A capillary tube of radius 0.1 mm is partly dipped in water (surface tension 70 dyn/cm and glass water contact angle $$\simeq 0^\circ$$) with $$30^\circ$$ inclined with vertical. The length of water risen in the capillary is _____ cm. (Take $$g = 9.8$$ m/s$$^2$$)

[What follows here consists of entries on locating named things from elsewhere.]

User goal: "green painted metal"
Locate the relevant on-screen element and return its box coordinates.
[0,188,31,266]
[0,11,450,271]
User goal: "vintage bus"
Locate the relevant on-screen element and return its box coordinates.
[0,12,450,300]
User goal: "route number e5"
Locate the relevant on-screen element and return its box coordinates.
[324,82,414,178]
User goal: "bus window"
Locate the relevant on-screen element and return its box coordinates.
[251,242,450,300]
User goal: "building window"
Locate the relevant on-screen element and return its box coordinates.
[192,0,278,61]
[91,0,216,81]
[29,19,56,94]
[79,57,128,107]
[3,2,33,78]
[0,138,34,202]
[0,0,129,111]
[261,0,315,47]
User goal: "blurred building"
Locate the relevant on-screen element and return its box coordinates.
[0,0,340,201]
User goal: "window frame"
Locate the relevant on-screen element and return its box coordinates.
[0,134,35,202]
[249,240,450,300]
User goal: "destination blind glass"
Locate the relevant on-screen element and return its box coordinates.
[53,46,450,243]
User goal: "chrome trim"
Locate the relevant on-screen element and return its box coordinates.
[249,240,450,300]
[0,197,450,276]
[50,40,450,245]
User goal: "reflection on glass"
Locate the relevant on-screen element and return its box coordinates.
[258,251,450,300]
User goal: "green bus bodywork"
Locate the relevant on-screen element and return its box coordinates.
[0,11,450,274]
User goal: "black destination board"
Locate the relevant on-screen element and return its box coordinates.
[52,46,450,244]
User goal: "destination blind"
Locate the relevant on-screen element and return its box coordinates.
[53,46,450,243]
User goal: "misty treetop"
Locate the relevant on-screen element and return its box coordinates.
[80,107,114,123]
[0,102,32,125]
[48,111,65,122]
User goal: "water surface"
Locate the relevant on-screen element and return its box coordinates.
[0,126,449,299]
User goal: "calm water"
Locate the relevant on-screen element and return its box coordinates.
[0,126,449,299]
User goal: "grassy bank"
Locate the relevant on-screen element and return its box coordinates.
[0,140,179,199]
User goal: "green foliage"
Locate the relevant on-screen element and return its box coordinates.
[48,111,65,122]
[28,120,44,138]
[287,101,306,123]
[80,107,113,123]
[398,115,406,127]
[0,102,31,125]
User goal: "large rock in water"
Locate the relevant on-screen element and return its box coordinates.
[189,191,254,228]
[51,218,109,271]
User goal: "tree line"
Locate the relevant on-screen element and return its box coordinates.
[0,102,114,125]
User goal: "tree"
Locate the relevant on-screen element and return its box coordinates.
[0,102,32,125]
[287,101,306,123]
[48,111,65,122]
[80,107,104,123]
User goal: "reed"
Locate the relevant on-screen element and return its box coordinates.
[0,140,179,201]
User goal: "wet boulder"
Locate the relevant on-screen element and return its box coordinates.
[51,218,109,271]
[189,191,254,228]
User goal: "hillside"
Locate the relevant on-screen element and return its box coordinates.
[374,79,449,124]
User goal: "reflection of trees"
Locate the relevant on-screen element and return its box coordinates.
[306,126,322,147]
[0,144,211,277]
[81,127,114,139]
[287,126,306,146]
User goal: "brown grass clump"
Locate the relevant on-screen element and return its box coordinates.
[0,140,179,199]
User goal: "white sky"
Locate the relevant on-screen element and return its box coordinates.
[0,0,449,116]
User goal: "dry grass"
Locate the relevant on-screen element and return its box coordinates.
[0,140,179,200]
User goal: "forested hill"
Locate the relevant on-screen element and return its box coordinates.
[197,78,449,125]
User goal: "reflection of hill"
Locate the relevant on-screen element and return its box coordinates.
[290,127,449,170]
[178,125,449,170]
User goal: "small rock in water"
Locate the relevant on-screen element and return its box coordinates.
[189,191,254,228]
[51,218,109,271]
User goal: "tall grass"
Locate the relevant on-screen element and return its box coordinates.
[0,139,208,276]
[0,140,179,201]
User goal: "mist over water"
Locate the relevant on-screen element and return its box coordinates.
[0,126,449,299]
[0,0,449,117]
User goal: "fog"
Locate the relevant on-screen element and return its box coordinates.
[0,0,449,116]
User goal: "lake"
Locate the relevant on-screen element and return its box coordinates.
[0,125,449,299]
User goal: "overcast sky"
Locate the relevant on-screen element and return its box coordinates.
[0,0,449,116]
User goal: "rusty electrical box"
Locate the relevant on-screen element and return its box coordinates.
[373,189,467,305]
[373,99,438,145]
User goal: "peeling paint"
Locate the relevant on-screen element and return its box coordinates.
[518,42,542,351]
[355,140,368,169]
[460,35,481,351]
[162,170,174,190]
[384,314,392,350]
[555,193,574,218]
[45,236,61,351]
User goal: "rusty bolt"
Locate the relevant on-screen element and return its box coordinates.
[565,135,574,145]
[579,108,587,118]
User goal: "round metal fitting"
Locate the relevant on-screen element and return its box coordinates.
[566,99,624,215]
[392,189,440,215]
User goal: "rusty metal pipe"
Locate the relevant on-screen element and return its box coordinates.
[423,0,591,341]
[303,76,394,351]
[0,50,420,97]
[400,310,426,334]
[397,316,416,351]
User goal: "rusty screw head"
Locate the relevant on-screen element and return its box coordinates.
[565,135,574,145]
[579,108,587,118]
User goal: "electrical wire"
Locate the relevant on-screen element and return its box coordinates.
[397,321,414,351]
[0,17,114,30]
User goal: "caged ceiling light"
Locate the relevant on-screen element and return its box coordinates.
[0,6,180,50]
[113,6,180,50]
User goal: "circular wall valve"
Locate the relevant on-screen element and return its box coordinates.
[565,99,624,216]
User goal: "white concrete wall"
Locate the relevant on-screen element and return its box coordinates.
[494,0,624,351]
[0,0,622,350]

The capillary rise formula for a tube kept vertical is  $$h = \dfrac{2 T \cos \phi}{\rho g r}$$  where

$$T$$ = surface tension,  $$\phi$$ = contact angle,  $$\rho$$ = density of liquid,  $$g$$ = acceleration due to gravity,  $$r$$ = radius of the tube.

Given data (in SI units):
Radius, $$r = 0.1 \text{ mm} = 0.1 \times 10^{-3}\text{ m} = 1.0 \times 10^{-4}\text{ m}$$
Surface tension, $$T = 70 \text{ dyn/cm}$$. Since $$1 \text{ dyn} = 10^{-5}\text{ N}$$ and $$1 \text{ cm} = 10^{-2}\text{ m}$$,
$$T = 70 \times 10^{-5}\text{ N} \big/ 10^{-2}\text{ m} = 70 \times 10^{-3}\text{ N/m} = 0.07\text{ N/m}$$
Contact angle with glass, $$\phi \simeq 0^\circ \;\Rightarrow\; \cos\phi = 1$$
Density of water, $$\rho = 1000\text{ kg/m}^3$$
Acceleration, $$g = 9.8\text{ m/s}^2$$

Substituting into the formula, the vertical rise is

$$h = \dfrac{2 \times 0.07 \times 1}{1000 \times 9.8 \times 1.0 \times 10^{-4}} = \dfrac{0.14}{0.98} = 0.142857\text{ m} = 14.2857\text{ cm}$$

The tube is inclined at $$30^\circ$$ to the vertical. If $$L$$ is the length of water column along the axis of the tube, its vertical component equals $$h$$, so

$$L \cos 30^\circ = h$$ $$\Rightarrow\; L = \dfrac{h}{\cos 30^\circ} = \dfrac{14.2857}{\dfrac{\sqrt3}{2}} = \dfrac{200}{7\sqrt3}\text{ cm} \approx 16.5\text{ cm}$$

Among the given options, $$\dfrac{82}{5}\text{ cm} = 16.4\text{ cm}$$ is the closest and matches the calculated value.

Hence the length of water risen in the inclined capillary is approximately $$\mathbf{16.4\;cm}$$, so the correct choice is Option A.